In the past three years, the center's enrollment has tripled.
By LAURE CIOFFI
VINDICATOR NEW CASTLE BUREAU
NEW CASTLE, Pa. -- When Angela Swabik decided she wanted to go to college, she thought she might be limited in her choices because she doesn't have a car.
But the 27-year-old New Castle woman found a host of choices just a few blocks from her home at the Lawrence County Learning Center.
She is starting her first semester with Butler County Community College this fall studying psychology. She hopes to become a social worker.
"It's close and convenient," she said of the learning center. "I don't drive. I can walk there if I need to."
Swabik isn't alone in looking for higher education opportunities closer to home.
Rise in enrollment
Arthur Zarone, director of the center, said enrollment in post-secondary classes offered through the center has tripled in the past three years.
During the 2000-01 school year, there were 842 students enrolled. In the 2002-03 school year, the number was up to 2,600.
The center is host to courses from Butler, Beaver and Allegheny county community colleges, as well as Web-based courses from the Northern Tier Educational Initiative -- a consortium of five state universities -- and classes offered by organizations such as Adult Literacy of Lawrence County.
Community college courses appear to be the most popular, Zarone said.
"The possibility of graduating from a four-year school gets much easier if you have funds to let you do it. By taking classes here, it enables people to save for the last two years," he said.
Up to 60 credits can be taken at the learning center through the community colleges for an associate's degree. The community colleges have agreements with four-year college and universities that allow those credits to be transferred and used toward a bachelor's degree.
Butler County Community College saw an opportunity to start satellite classes in Lawrence County 15 years ago by offering night classes at the Lawrence County Vocational/Technical School, said Diane DeCarbo, director of programs for Mercer and Lawrence counties for the college.
The center has given the college the opportunity to offer daytime classes, she said. Enrollment at Butler's classes in Lawrence County is up 26 percent this year, she said.
"Our classes [at the learning center] are popular," DeCarbo said. "More students are able to go to school full time."
Center's history
The center, one of 10 educational councils across Pennsylvania, started in the mid-1990s after a committee was formed to look for new educational opportunities in the county.
The center spent its first year in the Sankey Youth Center, a space owned and donated by the New Castle City Rescue Mission.
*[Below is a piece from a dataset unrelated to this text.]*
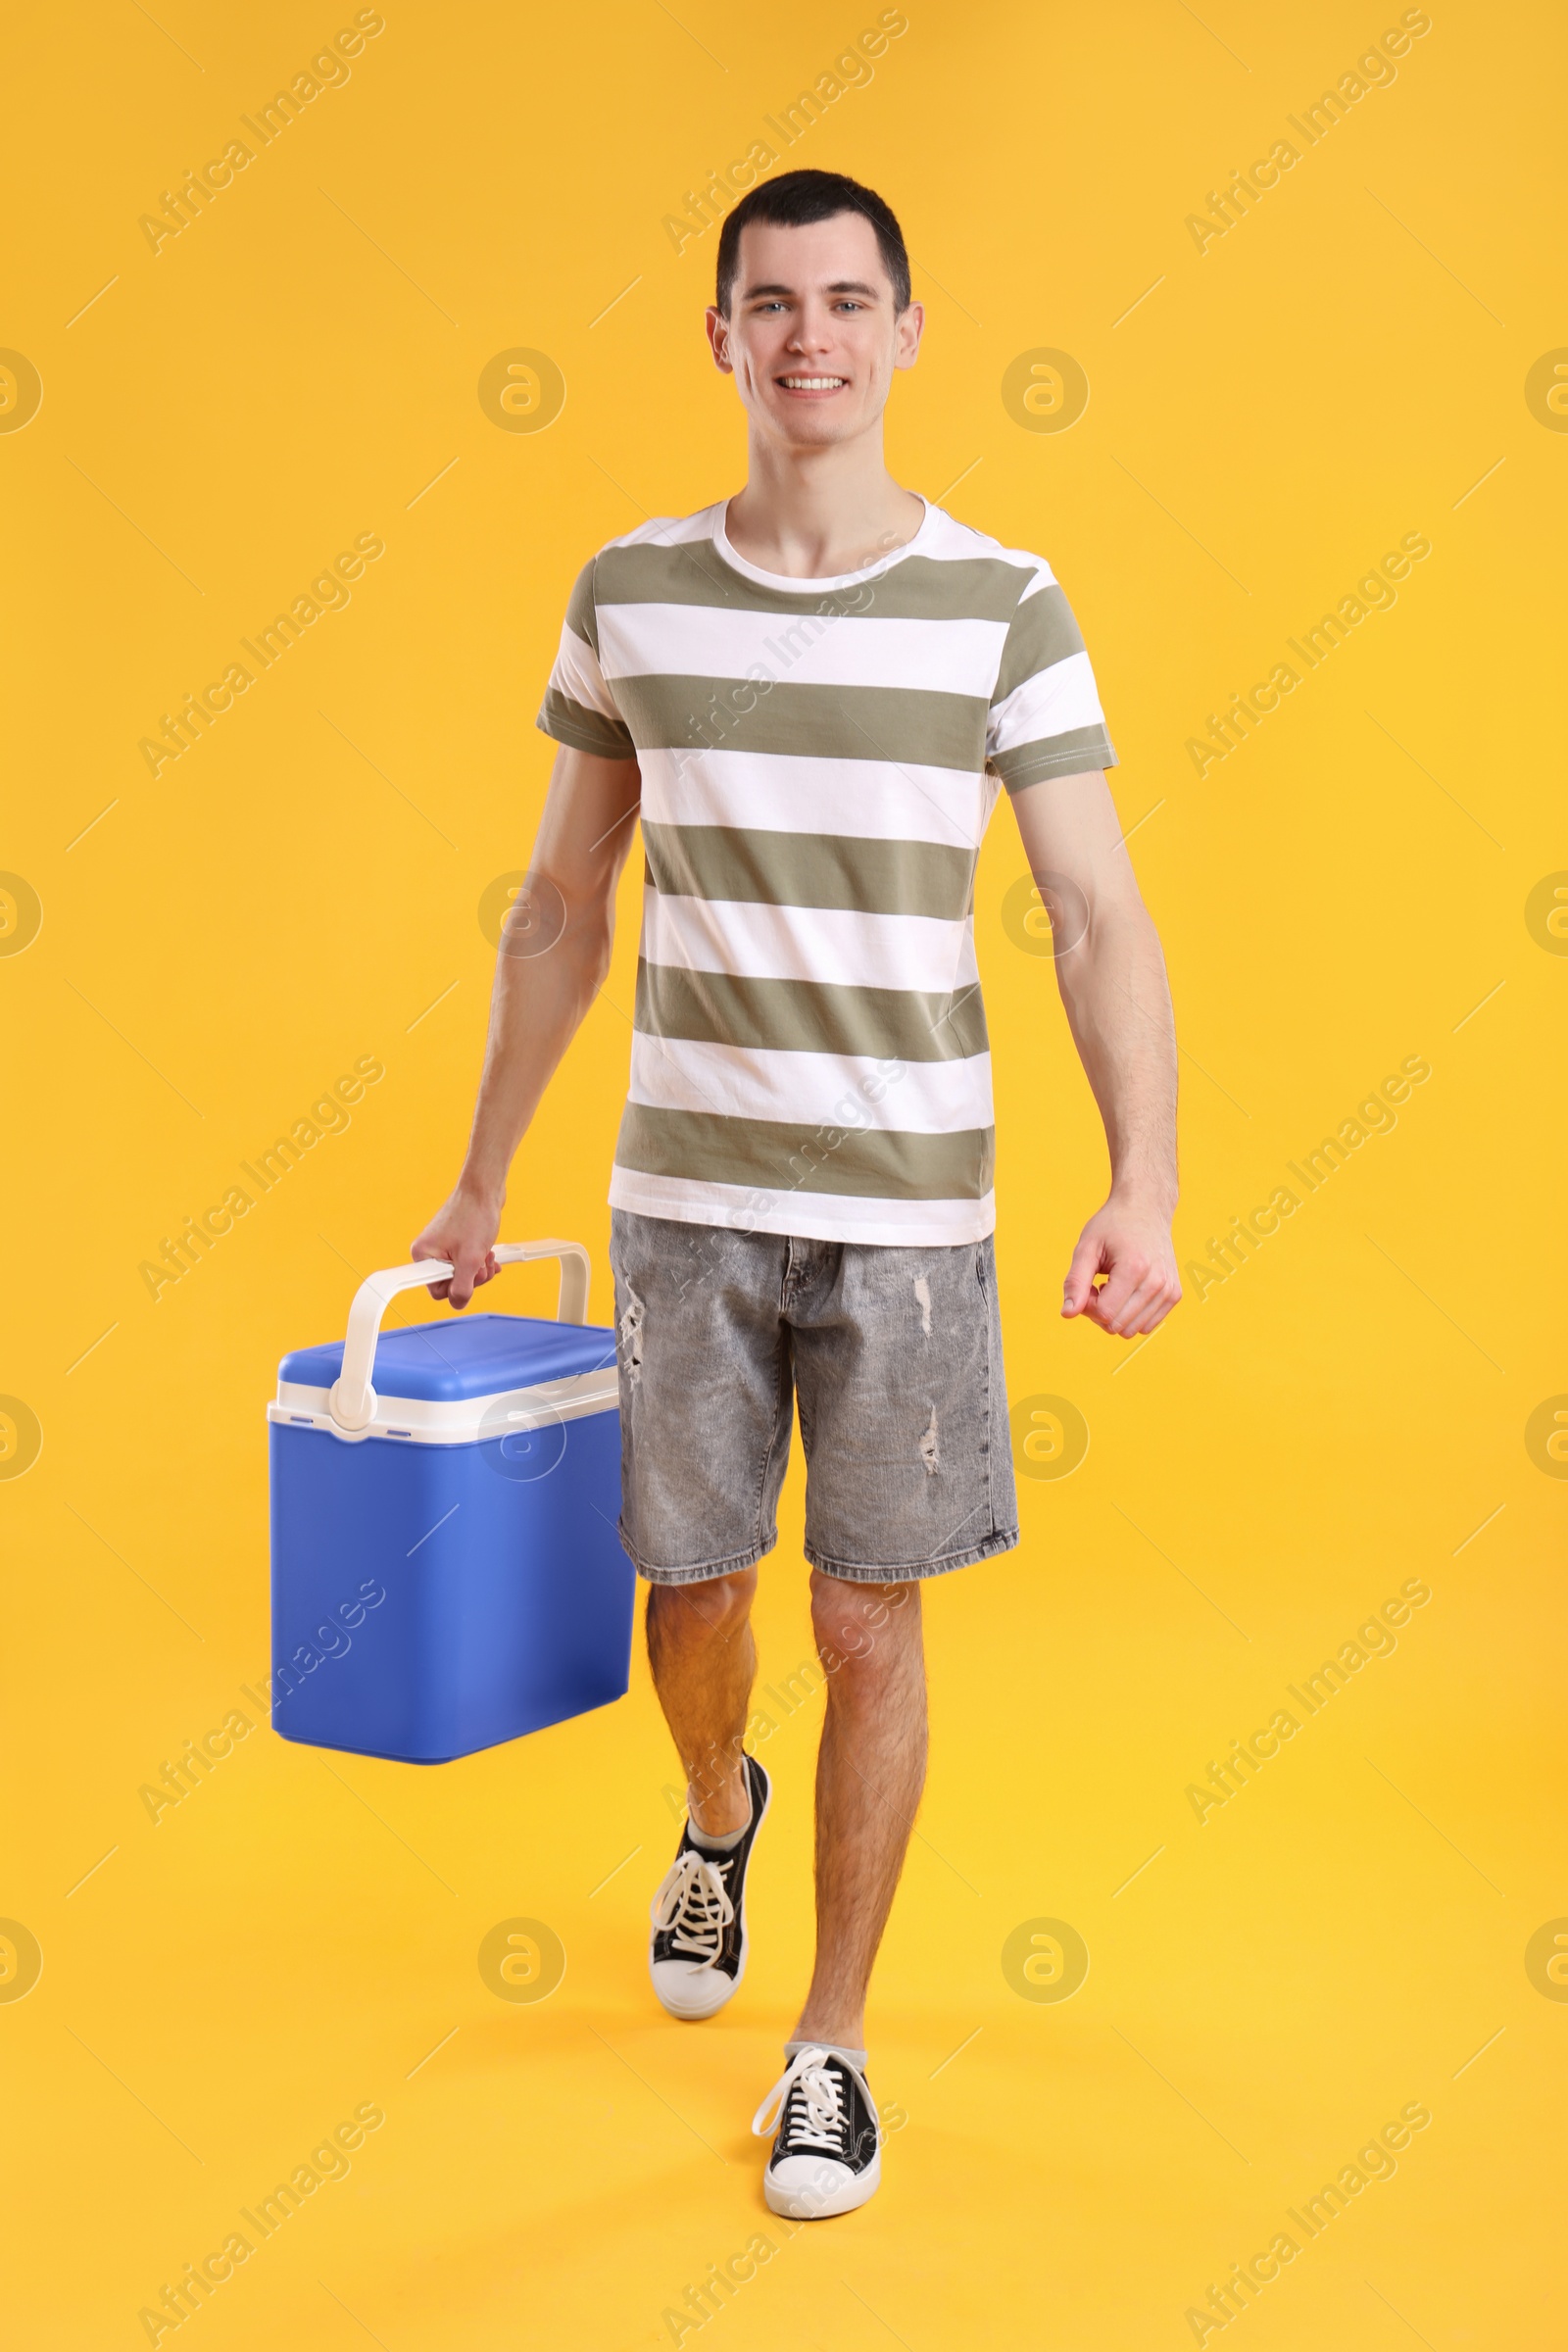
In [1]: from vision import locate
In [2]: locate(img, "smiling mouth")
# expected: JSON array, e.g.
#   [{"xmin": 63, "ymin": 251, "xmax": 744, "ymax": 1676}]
[{"xmin": 777, "ymin": 374, "xmax": 848, "ymax": 392}]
Then it moved to 29 S. Mercer St., where there were six classrooms.
But as class sizes and offerings grew, the learning center looked for new space and eventually moved to its building at 131 N. Columbus Innerbelt.
Schools offering courses at the center aren't charged and students pay the same rates as students who live and take courses in the host counties, Zarone said.
Money from the Pennsylvania Department of Education and the city of New Castle pays for building upkeep and the salaries of Zarone and a few other employees.
State budget cuts are expected this year, but Zarone says the center will continue because he sees it as an opportunity for people who otherwise could not afford an education.
"It opens the door for our people to come here at minimal cost," Zarone said.